Is my setup for the normal log-likelihood correct?
Is it possible to shrink multiple coefficients simultaneously and obtain the corresponding s-values and fsr? In my application, Y has dimension 1500 x 50000 and X has 200 columns, which is why I don't want to run the model for each coefficient separately.

I also had a look at ashr, but testing against a threshold is not implemented there.

Best, Frederik

shrinkage apeglm • 817 views

ADD COMMENT • link 24 months ago Frederik Ziebell ▴ 20

score 0 · Answer 1 · 2022-04-27

Two issues I see.

You don't need the log(2) -- that's for the GLM.
The marginal samples variance of y is not the residual standard error. param should be the residual standard error here.

Not really, you can only pull out FSR, svalues and credible intervals for one at a time. See ?apeglm and the arguments coef, mle, and prior.control.
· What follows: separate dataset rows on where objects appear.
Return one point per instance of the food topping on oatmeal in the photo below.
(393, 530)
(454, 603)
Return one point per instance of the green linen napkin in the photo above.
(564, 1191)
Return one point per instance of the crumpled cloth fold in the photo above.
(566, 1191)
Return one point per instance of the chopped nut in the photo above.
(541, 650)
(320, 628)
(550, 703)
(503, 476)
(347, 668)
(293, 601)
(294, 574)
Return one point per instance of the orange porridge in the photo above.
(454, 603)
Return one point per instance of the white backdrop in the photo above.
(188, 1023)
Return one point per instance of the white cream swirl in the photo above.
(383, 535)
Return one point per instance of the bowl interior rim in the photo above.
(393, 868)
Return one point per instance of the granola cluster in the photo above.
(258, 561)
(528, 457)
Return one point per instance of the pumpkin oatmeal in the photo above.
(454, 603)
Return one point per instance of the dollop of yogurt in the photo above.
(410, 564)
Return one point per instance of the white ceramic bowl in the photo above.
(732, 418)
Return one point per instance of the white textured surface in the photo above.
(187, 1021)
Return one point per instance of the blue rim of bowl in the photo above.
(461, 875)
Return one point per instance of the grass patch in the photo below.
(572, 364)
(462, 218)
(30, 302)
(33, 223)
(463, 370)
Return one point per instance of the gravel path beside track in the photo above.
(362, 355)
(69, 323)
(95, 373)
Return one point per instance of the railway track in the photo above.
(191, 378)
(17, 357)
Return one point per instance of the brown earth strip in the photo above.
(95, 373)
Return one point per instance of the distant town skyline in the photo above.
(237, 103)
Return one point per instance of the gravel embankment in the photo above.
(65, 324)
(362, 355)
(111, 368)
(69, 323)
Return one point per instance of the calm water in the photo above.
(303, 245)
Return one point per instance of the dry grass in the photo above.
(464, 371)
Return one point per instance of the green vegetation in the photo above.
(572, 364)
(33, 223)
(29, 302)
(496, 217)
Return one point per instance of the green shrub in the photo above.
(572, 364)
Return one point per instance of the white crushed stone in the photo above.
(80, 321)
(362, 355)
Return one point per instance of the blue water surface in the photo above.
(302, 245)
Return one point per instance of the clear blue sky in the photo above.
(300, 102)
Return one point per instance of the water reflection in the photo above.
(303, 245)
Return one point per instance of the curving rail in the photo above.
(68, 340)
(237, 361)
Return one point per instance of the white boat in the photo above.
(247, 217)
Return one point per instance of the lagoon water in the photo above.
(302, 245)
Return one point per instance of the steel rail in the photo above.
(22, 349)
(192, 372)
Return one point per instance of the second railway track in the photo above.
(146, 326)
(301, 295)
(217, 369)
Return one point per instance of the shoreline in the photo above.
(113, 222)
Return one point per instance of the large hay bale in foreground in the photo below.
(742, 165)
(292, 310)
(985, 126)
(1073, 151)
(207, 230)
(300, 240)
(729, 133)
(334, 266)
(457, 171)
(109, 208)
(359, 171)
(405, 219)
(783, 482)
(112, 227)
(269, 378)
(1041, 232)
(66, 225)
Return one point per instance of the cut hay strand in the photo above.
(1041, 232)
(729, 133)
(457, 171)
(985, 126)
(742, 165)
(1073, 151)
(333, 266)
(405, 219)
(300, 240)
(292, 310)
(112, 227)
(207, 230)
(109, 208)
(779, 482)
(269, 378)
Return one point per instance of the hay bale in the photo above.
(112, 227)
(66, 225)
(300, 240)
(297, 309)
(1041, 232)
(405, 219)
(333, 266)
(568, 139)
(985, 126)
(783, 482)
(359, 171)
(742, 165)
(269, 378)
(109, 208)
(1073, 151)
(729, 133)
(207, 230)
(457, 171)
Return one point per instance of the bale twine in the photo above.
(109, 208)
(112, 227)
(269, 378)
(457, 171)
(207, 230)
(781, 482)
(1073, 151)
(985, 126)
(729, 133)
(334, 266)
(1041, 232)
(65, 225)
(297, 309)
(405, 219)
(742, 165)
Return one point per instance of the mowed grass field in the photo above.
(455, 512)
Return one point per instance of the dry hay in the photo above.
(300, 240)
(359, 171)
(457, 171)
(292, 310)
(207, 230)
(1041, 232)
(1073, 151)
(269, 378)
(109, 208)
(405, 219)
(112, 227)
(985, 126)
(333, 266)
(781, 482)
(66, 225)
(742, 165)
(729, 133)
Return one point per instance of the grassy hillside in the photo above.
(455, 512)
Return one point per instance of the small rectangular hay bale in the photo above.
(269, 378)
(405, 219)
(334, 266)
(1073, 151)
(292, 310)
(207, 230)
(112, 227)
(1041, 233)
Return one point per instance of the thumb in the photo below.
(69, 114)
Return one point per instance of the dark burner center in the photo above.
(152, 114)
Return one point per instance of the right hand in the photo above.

You can in theory shrink simultaneously if you prespecified the scale of the Cauchy prior, but the function is only set up to estimate the prior for mle for one coef at a time.

With 200 columns, what you could do is scale them, then figure out a good scale for the prior from running apeglm on a subset, then use that scale for all 200. This is closer to what bayesglm does (uses a common prior across all non-intercept coefficients).